To date, while there is suggestive evidence that higher doses of paclitaxel may be more effective than lower doses, the dose-response curve remains largely undefined. Many of the studies described above are exploratory in nature and will contribute some information to our understanding of the dose-response curve. More important, randomized clinical trials specifically designed to address the dose-response correlation are in progress.

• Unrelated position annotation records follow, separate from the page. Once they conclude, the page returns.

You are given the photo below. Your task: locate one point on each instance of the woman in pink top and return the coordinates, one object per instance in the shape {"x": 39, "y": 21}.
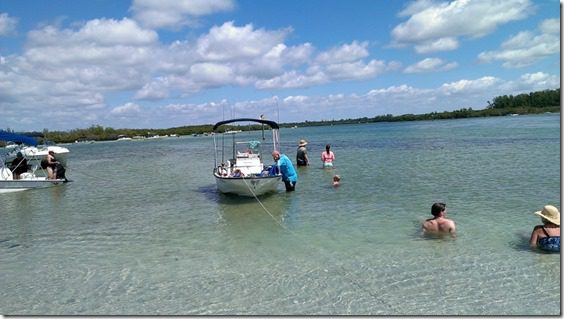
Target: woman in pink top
{"x": 327, "y": 157}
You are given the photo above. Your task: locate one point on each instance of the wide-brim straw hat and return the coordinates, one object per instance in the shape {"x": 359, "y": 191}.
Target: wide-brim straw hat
{"x": 550, "y": 213}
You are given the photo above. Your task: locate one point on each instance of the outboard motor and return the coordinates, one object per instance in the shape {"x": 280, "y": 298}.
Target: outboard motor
{"x": 60, "y": 171}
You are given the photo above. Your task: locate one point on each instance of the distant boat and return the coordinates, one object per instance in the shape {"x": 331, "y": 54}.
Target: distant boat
{"x": 124, "y": 138}
{"x": 35, "y": 153}
{"x": 239, "y": 164}
{"x": 36, "y": 178}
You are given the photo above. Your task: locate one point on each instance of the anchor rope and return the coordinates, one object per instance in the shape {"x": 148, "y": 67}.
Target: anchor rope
{"x": 344, "y": 272}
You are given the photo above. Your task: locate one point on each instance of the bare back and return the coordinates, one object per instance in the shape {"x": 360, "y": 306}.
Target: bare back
{"x": 439, "y": 225}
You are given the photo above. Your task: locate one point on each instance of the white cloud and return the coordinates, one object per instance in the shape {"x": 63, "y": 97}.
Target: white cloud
{"x": 469, "y": 85}
{"x": 345, "y": 53}
{"x": 7, "y": 24}
{"x": 526, "y": 48}
{"x": 430, "y": 65}
{"x": 126, "y": 108}
{"x": 174, "y": 14}
{"x": 229, "y": 42}
{"x": 435, "y": 26}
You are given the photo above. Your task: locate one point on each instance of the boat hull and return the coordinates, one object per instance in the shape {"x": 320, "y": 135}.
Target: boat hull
{"x": 35, "y": 155}
{"x": 247, "y": 186}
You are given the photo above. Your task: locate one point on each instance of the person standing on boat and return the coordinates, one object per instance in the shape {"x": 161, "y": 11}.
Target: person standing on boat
{"x": 51, "y": 165}
{"x": 327, "y": 157}
{"x": 289, "y": 175}
{"x": 19, "y": 165}
{"x": 439, "y": 224}
{"x": 301, "y": 155}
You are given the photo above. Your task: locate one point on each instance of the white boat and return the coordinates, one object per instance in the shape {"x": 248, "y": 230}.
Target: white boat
{"x": 35, "y": 154}
{"x": 239, "y": 163}
{"x": 27, "y": 181}
{"x": 124, "y": 138}
{"x": 34, "y": 177}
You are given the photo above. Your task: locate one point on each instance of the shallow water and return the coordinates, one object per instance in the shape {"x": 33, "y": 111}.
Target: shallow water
{"x": 141, "y": 230}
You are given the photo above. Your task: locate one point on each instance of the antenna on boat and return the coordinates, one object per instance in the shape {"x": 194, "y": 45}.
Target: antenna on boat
{"x": 262, "y": 126}
{"x": 277, "y": 110}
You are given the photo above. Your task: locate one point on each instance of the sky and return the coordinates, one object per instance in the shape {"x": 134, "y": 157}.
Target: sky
{"x": 67, "y": 64}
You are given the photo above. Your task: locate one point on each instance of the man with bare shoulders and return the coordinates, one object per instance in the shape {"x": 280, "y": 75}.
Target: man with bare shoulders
{"x": 439, "y": 224}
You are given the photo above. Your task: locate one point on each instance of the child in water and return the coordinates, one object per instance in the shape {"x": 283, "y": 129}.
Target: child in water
{"x": 336, "y": 180}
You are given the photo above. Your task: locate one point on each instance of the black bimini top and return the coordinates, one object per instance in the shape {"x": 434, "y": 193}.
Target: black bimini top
{"x": 272, "y": 124}
{"x": 18, "y": 138}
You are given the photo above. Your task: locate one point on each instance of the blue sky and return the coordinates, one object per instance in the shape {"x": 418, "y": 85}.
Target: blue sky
{"x": 67, "y": 64}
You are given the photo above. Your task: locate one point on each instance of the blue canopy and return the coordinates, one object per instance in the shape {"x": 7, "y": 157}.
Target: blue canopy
{"x": 17, "y": 138}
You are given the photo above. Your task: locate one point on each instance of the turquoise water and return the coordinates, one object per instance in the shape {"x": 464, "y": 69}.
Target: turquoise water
{"x": 141, "y": 230}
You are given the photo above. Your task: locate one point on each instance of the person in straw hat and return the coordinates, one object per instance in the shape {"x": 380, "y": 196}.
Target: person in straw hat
{"x": 547, "y": 236}
{"x": 301, "y": 155}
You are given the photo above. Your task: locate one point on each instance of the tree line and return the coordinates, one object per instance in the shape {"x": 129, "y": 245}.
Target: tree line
{"x": 531, "y": 103}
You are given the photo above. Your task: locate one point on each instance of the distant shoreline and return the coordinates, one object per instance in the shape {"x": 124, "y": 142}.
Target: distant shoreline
{"x": 98, "y": 133}
{"x": 447, "y": 115}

The marked antitumor activity of paclitaxel as a single agent or as part of combination chemotherapy for metastatic breast cancer has led to the introduction of this agent into clinical trials of adjuvant therapy of breast cancer. In several clinical trials, paclitaxel was added at full doses to existing com- binations, mostly combinations of doxorubicin and cyclophosphamide (Table 7).[11,41] This addition is made sequentially, with paclitaxel either preceding or following the administration of standard adjuvant chemotherapy with doxorubicin/cyclophosphamide.
In another study, the sequential administration of dose-dense doxorubicin followed by paclitaxel and then intermediate-dose cyclophosphamide is being compared to standard chemotherapy with doxorubicin/cyclophosphamide followed by one cycle of high-dose chemotherapy with autologous cellular support (SWOG 96-23).
Finally, a recently activated European trial will compare four cycles of doxorubicin/paclitaxel followed by eight cycles of cyclophosphamide/methotrexate/fluorouracil (CMF) to four cycles of doxorubicin alone followed by eight cycles of CMF.[L. Gianni, unpublished information] This is in an attempt to build on the efficacy of a well-established adjuvant chemotherapy program in which four cycles of doxorubicin were followed by eight cycles of CMF.[42,43]
The clinical development of paclitaxel continues at an accelerated pace. Multiple combinations based on this agent have demonstrated marked antitumor activity in metastatic breast cancer and are under evaluation in randomized trials. The dose-response correlation of paclitaxel is under active investigation, while the limits of dose-escalation are being explored.
Perhaps most important, paclitaxel as a single agent or as part of combination therapy is under evaluation in the multidisciplinary management of primary breast cancer. It may be at this juncture that new agents such as paclitaxel are expected to make their greatest contribution to the management of breast cancer.